Plusieurs entrées thématiques seront développées dans cet axe.

  • Mobilités, patrimonialisation et (re)construction des identités socio-territoriales. La patrimonialisation du rural est un processus qui engage des dynamiques sociales localisées, dans un contexte de mondialisation, mobilisant une multiplicité d’acteurs aux visées souvent divergentes pour ne pas dire contradictoires. Même si c’est le plus souvent dans la rencontre des regards « intérieurs » et « extérieurs » que se révèlent (ou se redéfinissent) des saillances patrimoniales locales et que ces dernières apparaissent comme un nouvel enjeu à la fois identitaire, territorial et économique, la patrimonialisation du rural (au Maroc, et, plus largement, en Méditerranée) est fortement tributaire d’acteurs extérieurs aux territoires ruraux : investisseurs privés, porteurs de projets touristiques, agents des projets de qualification des produits de terroir ou de mise en place d’aires protégées. Ceci nous amène à nous interroger sur le phénomène que décrit, pour les espaces urbains, Yerasimos comme une « patrimonialisation importée ». Comment les mobilités influent-elles sur la réhabilitation de produits, de traits culturels ou historiques jusque-là méprisés, comment modifient-elles les évènements festifs (foires,moussems), ou la perception de la nature et des ressources ? La mise en circulation, par le biais du marché (alimentaire, touristique) des spécificités locales, ou au contraire leur fixation à travers des programmes de conservation, sont-elles compatibles avec une démarche patrimoniale ? Dans quelle mesure, les titulaires des patrimoines locaux associés à ces démarches se sentent-ils concernés par ces processus ? N’y a-t-il pas un risque de partition entre les « patrimoines des étrangers » et les « patrimoines des locaux » ? Enfin, si les mobilités requalifient et valorisent des spécificités jusqu’ici considérées par leurs titulaires comme des biens ordinaires, elles sont aussi abordées comme un processus pouvant mener vers l’homogénéisation des traits culturels des sociétés rurales et la banalisation des techniques, des pratiques de production et des modes de vie. De quelle façon les mobilités participent-elles à la fabrication d’une « culture rurale » reconstruite par des acteurs allogènes et destinée à la consommation touristique ou urbaine ? Ne risquent-elles pas alors d’entrainer un repli identitaire sur les terroirs ? Ou, au contraire, favorisent-elles l’émergence de nouvelles solidarités, de nouvelles pratiques sociales diversifiées ?

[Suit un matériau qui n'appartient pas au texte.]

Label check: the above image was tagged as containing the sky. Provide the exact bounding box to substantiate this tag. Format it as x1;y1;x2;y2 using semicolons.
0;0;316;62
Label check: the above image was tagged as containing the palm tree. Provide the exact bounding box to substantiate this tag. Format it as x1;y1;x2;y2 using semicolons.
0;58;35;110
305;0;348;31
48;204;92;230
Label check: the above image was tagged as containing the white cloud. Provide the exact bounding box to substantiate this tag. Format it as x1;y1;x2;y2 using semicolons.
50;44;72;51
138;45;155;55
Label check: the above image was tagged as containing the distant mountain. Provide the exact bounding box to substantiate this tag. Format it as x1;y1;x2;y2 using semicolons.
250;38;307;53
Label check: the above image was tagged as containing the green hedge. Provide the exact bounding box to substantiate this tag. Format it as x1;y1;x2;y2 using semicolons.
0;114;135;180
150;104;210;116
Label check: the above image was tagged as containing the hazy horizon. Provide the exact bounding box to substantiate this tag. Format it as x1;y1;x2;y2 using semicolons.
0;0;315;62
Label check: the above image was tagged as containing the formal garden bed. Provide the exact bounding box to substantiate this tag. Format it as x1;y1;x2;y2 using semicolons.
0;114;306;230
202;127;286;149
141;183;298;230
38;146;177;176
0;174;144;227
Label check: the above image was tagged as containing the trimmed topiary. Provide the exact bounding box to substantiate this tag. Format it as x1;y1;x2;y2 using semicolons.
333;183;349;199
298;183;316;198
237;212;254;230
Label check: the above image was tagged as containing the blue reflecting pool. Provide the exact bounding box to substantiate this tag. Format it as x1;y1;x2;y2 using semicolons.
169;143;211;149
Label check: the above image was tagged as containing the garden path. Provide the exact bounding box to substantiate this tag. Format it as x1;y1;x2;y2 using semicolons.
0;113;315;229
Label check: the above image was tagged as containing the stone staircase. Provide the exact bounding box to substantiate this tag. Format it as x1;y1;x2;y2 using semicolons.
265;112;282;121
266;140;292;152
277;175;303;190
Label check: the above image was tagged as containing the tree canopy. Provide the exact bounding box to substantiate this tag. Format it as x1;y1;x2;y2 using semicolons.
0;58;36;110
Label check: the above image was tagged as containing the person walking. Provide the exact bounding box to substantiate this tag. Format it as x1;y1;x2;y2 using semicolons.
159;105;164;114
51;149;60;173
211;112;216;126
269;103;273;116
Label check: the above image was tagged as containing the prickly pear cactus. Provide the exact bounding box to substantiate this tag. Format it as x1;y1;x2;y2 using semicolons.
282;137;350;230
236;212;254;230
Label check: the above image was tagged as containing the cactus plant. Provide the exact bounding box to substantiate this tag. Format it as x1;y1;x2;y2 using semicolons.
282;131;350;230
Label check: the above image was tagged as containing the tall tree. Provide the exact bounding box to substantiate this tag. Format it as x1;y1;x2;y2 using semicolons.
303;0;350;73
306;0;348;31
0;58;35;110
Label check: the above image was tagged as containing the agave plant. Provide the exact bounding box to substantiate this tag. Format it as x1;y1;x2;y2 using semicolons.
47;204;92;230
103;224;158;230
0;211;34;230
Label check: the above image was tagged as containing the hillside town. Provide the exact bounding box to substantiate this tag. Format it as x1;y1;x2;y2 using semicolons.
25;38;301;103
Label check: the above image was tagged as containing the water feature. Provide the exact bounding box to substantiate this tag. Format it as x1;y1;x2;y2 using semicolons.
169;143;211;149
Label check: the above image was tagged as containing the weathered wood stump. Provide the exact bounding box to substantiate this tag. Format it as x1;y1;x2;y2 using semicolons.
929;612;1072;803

  • Mobilités et ressources : de la mise en valeur à l’accaparement des ressources productives ? Si les mobilités permettent parfois la révélation de ressources latentes, contribuant de ce fait à donner une valeur monétaire à des biens jusqu’alors exclus de la sphère du marché et procurant des revenus aux populations locales, elles peuvent aussi entrainer aussi une surconsommation, voire un accaparement des ressources usuelles (accès à l’eau, au foncier). Il est alors important de voir comment les mobilités (en particulier liées au tourisme ou à la valorisation des spécificités locales) peuvent donner naissance à des tensions sociales et soumettre les milieux à des formes d’exploitation « minière » provocatrices de dysfonctionnements  socio-écologiques. Les dynamiques mobilitaires ne sont pas présentes partout et ne se déroulent pas au même rythme. C’est pourquoi il est aussi important de s’intéresser, à travers les mobilités, au concept d’égalité des territoires, en particulier dans le cadre de la mise en place des « approches terroir » : que deviennent les territoires qui n’attirent pas les investisseurs ou les touristes car ils ne présentent pas de « spécificité » marquante susceptible d’être valorisée ?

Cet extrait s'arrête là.